Allez, venez ! Je vous emmène au vent. Ça vous dirait une petite virée dans les mers du sud ? Ça ne vous dérange pas si c'est
Falk qui tient la barre ? Un brave type ce
Falk, droit, carré, fiable. Il ne peut rien vous arriver…, enfin… sait-on jamais ?
Falk est un récit emboîté, façon poupées russes, à trois niveaux, qui évoquent des personnages et des époques différentes, ce qui, par définition, nous oblige à considérer l'ouvrage non comme une nouvelle mais comme un petit roman.

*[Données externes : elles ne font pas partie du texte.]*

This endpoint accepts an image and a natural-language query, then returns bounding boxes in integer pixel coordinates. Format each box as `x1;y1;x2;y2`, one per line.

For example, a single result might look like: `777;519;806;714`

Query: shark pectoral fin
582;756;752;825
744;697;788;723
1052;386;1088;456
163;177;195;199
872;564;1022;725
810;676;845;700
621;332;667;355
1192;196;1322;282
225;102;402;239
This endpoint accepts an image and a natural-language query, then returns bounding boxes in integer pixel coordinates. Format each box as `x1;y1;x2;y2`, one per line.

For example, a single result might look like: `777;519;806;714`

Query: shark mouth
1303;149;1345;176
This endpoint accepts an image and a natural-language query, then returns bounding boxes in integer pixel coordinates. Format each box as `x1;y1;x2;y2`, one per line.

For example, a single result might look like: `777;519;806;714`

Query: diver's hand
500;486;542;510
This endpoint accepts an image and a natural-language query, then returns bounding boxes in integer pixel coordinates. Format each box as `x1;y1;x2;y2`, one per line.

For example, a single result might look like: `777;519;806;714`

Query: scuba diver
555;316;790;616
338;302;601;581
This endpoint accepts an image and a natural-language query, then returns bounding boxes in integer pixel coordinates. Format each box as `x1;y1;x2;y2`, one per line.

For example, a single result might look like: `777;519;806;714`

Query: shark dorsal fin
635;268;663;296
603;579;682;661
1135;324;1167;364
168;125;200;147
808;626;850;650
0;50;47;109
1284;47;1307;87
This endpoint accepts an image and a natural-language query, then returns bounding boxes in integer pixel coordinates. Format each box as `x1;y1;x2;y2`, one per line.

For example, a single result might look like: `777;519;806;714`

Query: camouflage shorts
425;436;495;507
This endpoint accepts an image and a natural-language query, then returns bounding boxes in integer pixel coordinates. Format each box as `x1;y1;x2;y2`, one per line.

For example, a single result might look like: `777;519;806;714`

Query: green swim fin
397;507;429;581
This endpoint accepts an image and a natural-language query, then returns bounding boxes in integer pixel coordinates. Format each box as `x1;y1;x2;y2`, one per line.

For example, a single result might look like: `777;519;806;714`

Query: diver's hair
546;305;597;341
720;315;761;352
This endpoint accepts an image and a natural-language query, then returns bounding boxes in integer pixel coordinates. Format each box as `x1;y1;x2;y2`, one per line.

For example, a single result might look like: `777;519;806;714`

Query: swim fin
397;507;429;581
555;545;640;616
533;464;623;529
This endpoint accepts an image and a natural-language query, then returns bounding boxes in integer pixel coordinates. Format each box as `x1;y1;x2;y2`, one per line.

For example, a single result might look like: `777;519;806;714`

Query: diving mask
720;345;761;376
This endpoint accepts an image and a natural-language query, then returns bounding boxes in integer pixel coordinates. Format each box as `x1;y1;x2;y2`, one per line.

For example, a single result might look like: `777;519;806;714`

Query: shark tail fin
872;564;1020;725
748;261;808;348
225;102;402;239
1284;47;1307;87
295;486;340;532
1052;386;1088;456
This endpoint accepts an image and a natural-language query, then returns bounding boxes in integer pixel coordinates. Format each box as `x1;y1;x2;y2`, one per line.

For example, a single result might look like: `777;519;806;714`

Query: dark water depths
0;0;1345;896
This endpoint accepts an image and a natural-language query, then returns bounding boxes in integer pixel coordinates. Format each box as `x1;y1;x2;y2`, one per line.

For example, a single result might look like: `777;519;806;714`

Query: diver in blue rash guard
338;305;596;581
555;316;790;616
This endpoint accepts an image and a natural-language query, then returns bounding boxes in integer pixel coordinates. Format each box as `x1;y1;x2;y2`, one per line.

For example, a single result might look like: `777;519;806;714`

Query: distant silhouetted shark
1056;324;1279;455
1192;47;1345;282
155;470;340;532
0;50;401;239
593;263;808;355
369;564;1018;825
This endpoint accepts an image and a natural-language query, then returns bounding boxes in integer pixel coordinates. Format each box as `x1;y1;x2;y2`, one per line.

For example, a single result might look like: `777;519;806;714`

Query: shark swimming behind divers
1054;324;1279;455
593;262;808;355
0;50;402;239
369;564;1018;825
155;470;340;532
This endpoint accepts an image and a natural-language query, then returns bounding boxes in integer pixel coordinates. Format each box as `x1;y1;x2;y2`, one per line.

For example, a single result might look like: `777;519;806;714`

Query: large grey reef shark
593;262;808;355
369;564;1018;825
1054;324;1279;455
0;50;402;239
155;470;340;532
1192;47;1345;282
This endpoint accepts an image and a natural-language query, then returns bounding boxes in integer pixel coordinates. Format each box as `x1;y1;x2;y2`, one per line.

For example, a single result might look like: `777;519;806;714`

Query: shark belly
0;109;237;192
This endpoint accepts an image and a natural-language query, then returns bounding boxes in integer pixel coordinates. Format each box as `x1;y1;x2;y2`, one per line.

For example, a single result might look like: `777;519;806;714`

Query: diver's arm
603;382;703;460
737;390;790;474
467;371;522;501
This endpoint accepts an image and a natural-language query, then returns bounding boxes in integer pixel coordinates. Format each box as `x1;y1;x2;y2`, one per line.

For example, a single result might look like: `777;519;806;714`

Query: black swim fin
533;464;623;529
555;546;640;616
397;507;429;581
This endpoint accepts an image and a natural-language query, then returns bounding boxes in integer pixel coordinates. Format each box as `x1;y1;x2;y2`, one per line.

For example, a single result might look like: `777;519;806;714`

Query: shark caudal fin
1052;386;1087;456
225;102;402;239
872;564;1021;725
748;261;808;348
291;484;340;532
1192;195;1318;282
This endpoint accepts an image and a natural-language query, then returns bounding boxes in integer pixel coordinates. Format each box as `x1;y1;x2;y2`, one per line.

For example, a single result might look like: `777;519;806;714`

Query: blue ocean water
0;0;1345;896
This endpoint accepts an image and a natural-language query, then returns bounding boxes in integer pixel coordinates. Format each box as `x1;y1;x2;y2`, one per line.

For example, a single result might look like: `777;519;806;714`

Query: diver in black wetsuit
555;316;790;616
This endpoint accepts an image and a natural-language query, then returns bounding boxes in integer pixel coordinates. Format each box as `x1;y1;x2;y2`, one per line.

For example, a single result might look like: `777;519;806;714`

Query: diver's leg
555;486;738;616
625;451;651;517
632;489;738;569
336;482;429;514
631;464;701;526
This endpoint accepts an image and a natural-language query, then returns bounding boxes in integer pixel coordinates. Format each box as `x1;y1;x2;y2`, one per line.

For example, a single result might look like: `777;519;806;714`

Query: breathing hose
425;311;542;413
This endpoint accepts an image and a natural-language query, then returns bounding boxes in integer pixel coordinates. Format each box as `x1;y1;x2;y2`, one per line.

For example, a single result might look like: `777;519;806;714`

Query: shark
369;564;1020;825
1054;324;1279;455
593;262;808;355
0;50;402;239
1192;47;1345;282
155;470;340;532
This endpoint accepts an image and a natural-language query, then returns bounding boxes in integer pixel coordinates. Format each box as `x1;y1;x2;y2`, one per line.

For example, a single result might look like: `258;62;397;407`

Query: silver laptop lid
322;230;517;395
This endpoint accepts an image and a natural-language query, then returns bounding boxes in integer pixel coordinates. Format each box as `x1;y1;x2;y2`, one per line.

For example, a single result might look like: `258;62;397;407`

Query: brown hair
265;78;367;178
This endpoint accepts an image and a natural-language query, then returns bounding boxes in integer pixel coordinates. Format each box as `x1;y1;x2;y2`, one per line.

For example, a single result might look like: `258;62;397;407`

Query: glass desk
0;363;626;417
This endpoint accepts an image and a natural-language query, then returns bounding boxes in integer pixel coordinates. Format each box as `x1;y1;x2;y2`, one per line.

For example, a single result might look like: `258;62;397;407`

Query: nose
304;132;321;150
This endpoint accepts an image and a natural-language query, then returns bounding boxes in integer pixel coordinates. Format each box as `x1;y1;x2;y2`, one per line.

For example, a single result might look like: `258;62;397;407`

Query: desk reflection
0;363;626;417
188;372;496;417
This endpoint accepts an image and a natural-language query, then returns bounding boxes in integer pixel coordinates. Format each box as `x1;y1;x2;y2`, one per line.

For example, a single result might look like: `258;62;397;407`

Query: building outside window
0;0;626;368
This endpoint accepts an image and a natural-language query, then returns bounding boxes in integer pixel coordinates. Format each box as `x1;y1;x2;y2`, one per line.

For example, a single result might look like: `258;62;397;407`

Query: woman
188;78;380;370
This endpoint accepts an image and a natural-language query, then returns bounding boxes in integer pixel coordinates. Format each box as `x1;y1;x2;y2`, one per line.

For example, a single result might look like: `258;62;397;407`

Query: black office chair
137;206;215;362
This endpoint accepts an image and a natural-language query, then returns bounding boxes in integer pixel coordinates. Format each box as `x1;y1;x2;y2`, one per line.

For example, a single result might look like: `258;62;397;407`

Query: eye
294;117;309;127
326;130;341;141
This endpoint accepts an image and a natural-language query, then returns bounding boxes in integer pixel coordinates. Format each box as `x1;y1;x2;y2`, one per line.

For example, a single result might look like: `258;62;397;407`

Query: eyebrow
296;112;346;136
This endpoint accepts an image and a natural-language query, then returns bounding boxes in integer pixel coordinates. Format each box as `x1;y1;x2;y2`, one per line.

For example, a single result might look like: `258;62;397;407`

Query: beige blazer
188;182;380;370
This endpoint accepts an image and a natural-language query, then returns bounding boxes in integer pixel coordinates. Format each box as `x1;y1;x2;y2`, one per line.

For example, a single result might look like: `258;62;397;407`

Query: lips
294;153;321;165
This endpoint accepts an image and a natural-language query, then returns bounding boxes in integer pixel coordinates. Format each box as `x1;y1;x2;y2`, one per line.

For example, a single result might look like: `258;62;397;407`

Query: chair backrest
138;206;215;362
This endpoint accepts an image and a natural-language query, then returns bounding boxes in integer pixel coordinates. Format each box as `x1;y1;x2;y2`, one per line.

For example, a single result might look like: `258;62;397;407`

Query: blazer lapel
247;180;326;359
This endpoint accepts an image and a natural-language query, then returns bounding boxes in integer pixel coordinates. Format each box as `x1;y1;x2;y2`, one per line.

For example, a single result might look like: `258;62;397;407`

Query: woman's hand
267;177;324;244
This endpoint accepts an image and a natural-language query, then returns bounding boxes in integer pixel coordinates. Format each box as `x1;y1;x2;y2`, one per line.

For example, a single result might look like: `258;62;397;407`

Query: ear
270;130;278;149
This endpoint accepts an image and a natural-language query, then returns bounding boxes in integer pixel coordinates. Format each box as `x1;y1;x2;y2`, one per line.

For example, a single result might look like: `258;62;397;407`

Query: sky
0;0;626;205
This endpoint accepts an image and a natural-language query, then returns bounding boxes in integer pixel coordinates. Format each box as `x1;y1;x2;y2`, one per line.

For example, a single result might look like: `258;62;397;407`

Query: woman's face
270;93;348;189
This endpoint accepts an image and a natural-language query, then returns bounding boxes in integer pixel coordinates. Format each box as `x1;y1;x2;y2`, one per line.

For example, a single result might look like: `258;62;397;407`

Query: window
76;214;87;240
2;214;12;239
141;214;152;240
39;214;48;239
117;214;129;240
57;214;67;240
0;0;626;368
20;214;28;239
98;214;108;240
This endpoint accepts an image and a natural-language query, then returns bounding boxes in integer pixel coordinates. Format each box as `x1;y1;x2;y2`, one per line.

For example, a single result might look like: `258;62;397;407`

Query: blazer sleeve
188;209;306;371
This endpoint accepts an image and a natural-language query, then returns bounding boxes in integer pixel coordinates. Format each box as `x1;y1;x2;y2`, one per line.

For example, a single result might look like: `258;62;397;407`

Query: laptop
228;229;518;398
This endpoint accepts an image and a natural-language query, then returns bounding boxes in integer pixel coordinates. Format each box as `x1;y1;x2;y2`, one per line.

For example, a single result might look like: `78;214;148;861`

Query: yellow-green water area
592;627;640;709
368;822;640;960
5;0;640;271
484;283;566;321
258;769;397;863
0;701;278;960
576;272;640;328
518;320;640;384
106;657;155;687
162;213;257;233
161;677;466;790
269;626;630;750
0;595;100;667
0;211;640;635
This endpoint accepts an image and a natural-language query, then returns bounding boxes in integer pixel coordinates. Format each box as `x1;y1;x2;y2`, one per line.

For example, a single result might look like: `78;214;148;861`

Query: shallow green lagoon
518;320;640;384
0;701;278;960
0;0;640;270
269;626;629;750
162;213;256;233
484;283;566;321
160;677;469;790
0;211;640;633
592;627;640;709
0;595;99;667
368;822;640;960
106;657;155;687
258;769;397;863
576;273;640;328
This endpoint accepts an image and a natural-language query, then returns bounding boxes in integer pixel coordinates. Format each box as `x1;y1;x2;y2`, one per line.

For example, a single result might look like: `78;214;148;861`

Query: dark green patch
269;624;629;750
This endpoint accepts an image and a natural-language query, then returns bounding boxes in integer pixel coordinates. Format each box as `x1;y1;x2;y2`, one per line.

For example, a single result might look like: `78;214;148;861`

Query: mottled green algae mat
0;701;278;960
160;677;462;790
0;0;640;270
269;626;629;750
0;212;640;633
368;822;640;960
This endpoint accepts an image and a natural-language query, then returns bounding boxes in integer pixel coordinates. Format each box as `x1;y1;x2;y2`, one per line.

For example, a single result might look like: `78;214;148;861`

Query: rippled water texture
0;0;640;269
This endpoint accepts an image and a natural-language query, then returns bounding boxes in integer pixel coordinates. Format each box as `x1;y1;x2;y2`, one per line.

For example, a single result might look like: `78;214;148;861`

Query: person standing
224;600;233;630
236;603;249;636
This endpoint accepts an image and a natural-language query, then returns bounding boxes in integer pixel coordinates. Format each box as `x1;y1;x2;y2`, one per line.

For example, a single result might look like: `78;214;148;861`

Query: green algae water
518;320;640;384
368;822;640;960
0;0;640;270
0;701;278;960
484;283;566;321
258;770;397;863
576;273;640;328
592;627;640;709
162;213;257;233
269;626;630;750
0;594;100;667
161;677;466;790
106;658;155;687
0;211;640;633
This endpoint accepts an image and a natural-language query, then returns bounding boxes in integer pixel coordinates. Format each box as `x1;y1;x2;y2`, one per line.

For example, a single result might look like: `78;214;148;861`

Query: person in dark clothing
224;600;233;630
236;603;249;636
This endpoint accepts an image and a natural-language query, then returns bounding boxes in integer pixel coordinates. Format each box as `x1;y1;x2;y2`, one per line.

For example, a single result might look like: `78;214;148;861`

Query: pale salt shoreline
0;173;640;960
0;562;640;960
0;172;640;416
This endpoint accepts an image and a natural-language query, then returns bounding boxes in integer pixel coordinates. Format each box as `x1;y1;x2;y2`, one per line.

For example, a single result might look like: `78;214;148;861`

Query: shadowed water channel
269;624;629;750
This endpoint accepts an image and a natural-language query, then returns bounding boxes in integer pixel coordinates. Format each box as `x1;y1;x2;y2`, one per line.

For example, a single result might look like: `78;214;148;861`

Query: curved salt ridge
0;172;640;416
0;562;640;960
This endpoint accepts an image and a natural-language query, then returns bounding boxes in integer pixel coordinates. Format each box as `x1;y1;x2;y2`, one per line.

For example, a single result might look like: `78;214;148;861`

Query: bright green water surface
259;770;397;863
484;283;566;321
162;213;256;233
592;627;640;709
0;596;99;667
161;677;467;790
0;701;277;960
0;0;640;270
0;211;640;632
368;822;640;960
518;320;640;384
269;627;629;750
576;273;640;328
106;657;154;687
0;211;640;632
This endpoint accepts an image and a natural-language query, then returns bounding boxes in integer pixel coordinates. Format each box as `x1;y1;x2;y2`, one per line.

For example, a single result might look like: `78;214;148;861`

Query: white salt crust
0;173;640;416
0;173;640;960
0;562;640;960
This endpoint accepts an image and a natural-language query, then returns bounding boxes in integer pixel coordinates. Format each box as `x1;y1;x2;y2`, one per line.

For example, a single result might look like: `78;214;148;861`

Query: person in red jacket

Sans chercher à tout prix un jeu de mots facile,
Falk se situe entre deux eaux ; c'est à la fois un portrait type (agrémenté d'une brochette de quelques autres personnalités intéressantes) et à la fois une étude de moeurs.
Le récit est introduit de façon très classique, à la
Maupassant ou à la
Tourgueniev, ou, plus simplement comme d'autres récits de
Joseph Conrad, tels
Jeunesse ou
Au Coeur Des Ténèbres ; au cours d'une discussion entre amis où chacun relate
des souvenirs. Tous ces vieux loups de mer se sont réunis sur les bords de la Tamise, quelque peu en aval de Londres et évoquent des épisodes où ils ont eu soit à souffrir de la faim, soit à affronter un naufrage, soit à faire acte d'héroïsme, soit un peu des trois combinés.
C'est d'ailleurs à ce propos que l'un d'eux évoque son expérience surprenante dans un port lointain, qu'on imagine être Bangkok. Il y raconte comment il s'est vu confier la direction d'un navire marchand britannique dont le capitaine était décédé en mer et dont l'équipage était
lui aussi en fort mauvais état, dévoré par la fièvre, notamment.
Son navire à quai attendait patiemment son chargement et les quelques papiers administratifs qu'il est toujours impossible d'obtenir simplement. Durant ces longs jours et longues semaines, ce jeune capitaine fait la connaissance d'un navire allemand, dirigé impeccablement par le capitaine Hermann.
Ce dernier fait briquer son bateau comme un sou neuf et accueille à son bord toute sa petite famille, femme et piaillante marmaille, dans un confort presque inimaginable pour l'époque et pour la condition de marin. Mais ce n'est pas la seule personne de la famille à bord. Il y a également une nièce orpheline de dix-neuf ans qui s'occupe activement des enfants de son capitaine d'oncle.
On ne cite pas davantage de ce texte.